There’s a great depth to the battle system, and it’s been changed and refined from the last game, too. Your characters fight in an order, but there’s also something of a variable for each potential turn – be it an improvement of the likeliness of a critical hit, or a stronger ether spell, you have to plan out when you want to do what in order to get the most out of your warriors. You could also have one “stock” up a turn – up to three – so that you can consecutively release a flurry of attacks, or charge up for a Double, which is basically a tag-team move. Basically, there’s quite a bit to do here, and without thinking you are going to have your party massacred. Automatically tapping buttons without thought is not going to get you anywhere, especially against some of the challenging bosses.

The graphics in the game are solid, but not terribly above average for the Playstation 2. It does look better than the first game, though. Character models have not only been maximized in their polygons, but they animate better. This isn’t evident in the fairly lackluster walking and running animations, but becomes noticeable in the stylish cutscenes and battles. The environment looks all right, too. While it tends to lack a feel of being really there, instead delivering something of a static feeling, it does offer up futuristic looks with a fair amount of detail. Some of the cutscenes are downright beautiful, too; unrelenting in their tasteful use of camera sweeps, slow motion, and generally just-plain-cool shots, there is a reason you won’t want to skip over them.

Episode II features a different composer than in the last game, and this is apparent as the lack of truly magnificent orchestrael pieces sets in. Still, though, the background music is hardly bad – if a little uninspired at times. On occasion, the music does turn out to be excellent. Early in the game, there’s a wild chase between a speeding car and a large mech, and a terrific, unique violin sound comes into play – I couldn’t help but enjoy it. Sound effects complement the game fairly enough, and as noted before, the voice acting is hit-or-miss.

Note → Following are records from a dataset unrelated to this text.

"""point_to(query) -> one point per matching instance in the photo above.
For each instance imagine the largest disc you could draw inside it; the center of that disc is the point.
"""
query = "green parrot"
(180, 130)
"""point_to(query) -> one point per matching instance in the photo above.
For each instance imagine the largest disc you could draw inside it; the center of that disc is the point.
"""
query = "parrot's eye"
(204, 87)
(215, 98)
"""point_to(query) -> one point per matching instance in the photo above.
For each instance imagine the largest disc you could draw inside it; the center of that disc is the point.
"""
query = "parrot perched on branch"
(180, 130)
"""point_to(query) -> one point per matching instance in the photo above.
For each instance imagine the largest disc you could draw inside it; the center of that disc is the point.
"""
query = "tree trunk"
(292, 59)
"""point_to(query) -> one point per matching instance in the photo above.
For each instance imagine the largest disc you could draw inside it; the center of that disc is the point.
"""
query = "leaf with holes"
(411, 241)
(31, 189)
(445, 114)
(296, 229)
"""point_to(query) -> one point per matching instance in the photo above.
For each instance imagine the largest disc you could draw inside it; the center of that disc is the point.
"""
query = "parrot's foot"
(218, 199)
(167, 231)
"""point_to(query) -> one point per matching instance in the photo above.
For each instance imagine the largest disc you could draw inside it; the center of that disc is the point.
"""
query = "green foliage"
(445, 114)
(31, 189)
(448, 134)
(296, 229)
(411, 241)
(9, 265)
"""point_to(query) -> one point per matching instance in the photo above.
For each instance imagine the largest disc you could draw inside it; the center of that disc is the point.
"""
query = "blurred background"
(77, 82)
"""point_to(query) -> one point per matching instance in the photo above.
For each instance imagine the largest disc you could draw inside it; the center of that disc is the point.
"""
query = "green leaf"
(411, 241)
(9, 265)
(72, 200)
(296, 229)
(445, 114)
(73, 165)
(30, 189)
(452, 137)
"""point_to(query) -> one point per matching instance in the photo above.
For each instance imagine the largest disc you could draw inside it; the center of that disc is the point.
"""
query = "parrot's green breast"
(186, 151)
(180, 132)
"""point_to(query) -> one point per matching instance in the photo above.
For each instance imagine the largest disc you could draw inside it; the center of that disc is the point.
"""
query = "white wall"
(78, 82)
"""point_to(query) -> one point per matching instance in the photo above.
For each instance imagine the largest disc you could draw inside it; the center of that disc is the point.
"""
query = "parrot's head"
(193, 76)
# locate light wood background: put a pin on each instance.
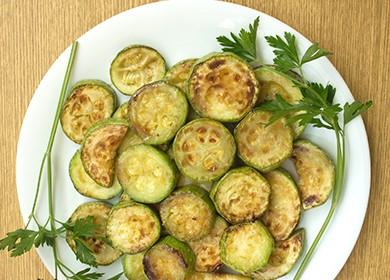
(34, 32)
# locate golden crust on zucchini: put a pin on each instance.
(136, 66)
(206, 249)
(100, 148)
(283, 258)
(204, 150)
(222, 87)
(316, 173)
(157, 111)
(284, 209)
(104, 254)
(88, 103)
(261, 146)
(241, 195)
(187, 216)
(132, 227)
(179, 73)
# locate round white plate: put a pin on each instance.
(183, 29)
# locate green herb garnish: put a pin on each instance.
(316, 107)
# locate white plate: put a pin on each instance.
(182, 29)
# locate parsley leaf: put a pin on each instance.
(354, 109)
(287, 57)
(21, 241)
(85, 274)
(243, 44)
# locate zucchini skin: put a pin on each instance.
(112, 145)
(85, 185)
(214, 61)
(84, 83)
(133, 267)
(123, 51)
(100, 245)
(183, 253)
(243, 148)
(163, 169)
(311, 178)
(222, 137)
(283, 258)
(236, 238)
(162, 122)
(254, 189)
(120, 227)
(179, 73)
(283, 213)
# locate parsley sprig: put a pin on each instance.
(23, 240)
(317, 106)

Xenosaga Episode II is something of a mixed bag. The storyline is definitely still entertaining and no less intriguing, and while it focuses more on the characters than the plot, that’s not necessarily a bad thing. Monolith did attempt to reduce the ratio of movies to gameplay, and succeeded, to a degree, although they did also shorten the game by half or so. The other changes do tend to be for the better, with some exceptions, and the battle system is still largely entertaining. This game may not be too terribly welcoming for newcomers, but fans are sure to enjoy it – as will fans of most RPGs. Still, tread with caution – this is part two of an ongoing epic, so it would be wise to visit episode one first. And if you enjoyed that, you’re bound to enjoy this.